Brazilian president bolsters programs that help the poorest families, while leftist politicians reach out to center politicians
In the longest race in which the elections for the presidency of Brazil have become, there is no time to foresee. This is how the two big candidates understand it, Lula da Silva and Jair Bolsonaro, who have activated the rest of the arsenal of proposals since the day after they heard they had to go to a runoff on October 30 to convince a deeply divided electorate. The man who has ruled this country for the past four years has more vigorously activated the Aid Brazil program, which consists of offering money to the poorest families, while at the same time working to win women’s voices, a gender that the vast majority has distinguished by supporting Lula, who is now seeking alliances with the middle class, and, according to some sources, with some men of Bolsonarism who were defeated on Sunday.
The more than 6 million votes (48.4%) added by former President Lula in the first round of last Sunday’s elections were not enough to defeat Bolsonaro (43.2%) who received an oxygen balloon, totally unforeseen in the polls that Lula used to give. the victory by more than 14 points.
In the most polarized and tense elections Brazil has seen in recent years, the choice is who will be the leader who will take the reins of a country with 33 million hungry families, with a weakened economy and with the suspicion that Democracy is in danger, Jair Bolsonaro appears with extraordinary motivation after seeing that he has a majority in Congress and in the Senate, although it is also true that the Workers’ Party (PT), led by Lula, has grown in both chambers.
For Bolsonaro, however, it seems that everything he has been blamed for the crisis in the country has had no effect on him. In all, seven of its ministers were elected to Congress, with the surprise that among them was the Environment Minister, Eduardo Pazuello, who oversaw deforestation in the Amazon, which reached levels not seen in recent years, fifteen years. had been reached. And Health’s Luiz Henrique Mandetta has been criticized for being slow in buying the vaccines to fight the pandemic, with Brazil recording more than 658,000 deaths. It was also surprising that the judge who imprisoned Lula, Sergio Moro, who years later accused the Federal Supreme Court of being impartial and therefore declared the former president innocent and released him from prison, has a seat for senator. won in the state of Paraná, just as his wife managed to secure a position as a deputy in Sao Paulo, a territory dominated by Bolsonarism.

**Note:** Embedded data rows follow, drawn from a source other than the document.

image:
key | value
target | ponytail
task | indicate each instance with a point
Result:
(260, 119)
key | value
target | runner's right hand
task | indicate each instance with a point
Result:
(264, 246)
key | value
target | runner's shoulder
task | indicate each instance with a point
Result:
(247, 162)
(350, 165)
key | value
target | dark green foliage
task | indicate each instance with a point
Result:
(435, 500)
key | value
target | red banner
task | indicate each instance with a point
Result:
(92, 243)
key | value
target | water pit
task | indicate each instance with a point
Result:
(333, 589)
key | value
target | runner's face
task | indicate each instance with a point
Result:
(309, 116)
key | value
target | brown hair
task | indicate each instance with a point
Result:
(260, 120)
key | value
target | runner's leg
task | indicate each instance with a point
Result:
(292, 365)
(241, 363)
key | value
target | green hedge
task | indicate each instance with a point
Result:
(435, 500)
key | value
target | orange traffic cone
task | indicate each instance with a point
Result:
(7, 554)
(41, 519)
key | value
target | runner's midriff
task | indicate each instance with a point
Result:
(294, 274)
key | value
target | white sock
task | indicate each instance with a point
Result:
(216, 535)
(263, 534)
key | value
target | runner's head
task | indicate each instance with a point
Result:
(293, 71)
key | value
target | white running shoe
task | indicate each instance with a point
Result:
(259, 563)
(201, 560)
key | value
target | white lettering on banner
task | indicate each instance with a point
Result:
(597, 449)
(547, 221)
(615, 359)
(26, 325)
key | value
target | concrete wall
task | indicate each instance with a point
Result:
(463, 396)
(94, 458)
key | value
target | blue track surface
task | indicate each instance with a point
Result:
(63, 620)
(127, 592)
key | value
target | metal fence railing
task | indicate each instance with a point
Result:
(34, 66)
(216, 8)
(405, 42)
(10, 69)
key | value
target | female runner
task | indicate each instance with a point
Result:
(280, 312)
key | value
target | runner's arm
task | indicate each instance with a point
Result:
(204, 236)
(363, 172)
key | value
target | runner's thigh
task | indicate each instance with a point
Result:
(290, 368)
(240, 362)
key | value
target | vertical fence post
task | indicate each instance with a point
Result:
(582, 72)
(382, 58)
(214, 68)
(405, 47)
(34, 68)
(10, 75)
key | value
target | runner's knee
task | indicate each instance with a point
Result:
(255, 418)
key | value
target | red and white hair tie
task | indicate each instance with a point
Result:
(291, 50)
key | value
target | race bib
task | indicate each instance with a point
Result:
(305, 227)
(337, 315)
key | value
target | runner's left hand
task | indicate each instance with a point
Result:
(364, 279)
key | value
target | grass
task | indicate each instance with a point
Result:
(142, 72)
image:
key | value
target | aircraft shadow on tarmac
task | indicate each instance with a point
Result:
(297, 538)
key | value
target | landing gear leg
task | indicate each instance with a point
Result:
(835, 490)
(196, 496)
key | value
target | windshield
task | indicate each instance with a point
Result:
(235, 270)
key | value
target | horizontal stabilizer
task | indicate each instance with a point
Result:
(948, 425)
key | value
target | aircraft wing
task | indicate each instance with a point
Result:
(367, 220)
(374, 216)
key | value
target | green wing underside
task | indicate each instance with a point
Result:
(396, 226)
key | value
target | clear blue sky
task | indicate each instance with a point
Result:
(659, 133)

“We have elected the most conservative parliament in years,” lawyer and professor Juliana Bertholdi told this newspaper. “This would give Bolsonaro, if elected, unprecedented controllability,” he adds. In reality, there are many voices who believe that the Brazilian electorate is divided between those who vote against Lula and those who vote against Bolsonaro. Many still see in Lula an ex-con, as Bolsonaro has called him in all debates, who was part of a corruption. It doesn’t matter if he’s found innocent. And with Bolsonaro it happens that democracy is in danger.
But Bolsonaro has promised families in need $113 a month in cash and brought the payment program forward to the 25th, not the 31st as he had done. He also wants to create jobs by removing all bureaucratic restrictions.
Lula, who had the support of Ciro Gomes, the fourth most voted candidate in the first round, at the time of going to press, knows he has the poor in his favor, he would also subsidize them by $113, he would raise the rich and would reinvigorate a housing plan for the poor. The former president announced his intention to contact politicians from the center. “The Brazilian people dream of the foundations of dignity. Having something to eat, having a job, the right to leisure, seeing your family healthy. A government must guarantee this. And we will take care of the people who need us again,” he wrote on the networks.
Lula is not without important support like that of the writer Paulo Coelho who today recalled his early years composing songs and during which he was imprisoned and tortured by the dictatorship, closing a tweet with the hashtag #TenteOutraVez, a song that speaks to try again, that this is not yet over, and “say not the victory is lost.” The writer wants this to be tomorrow’s national anthem, he says in the tweet.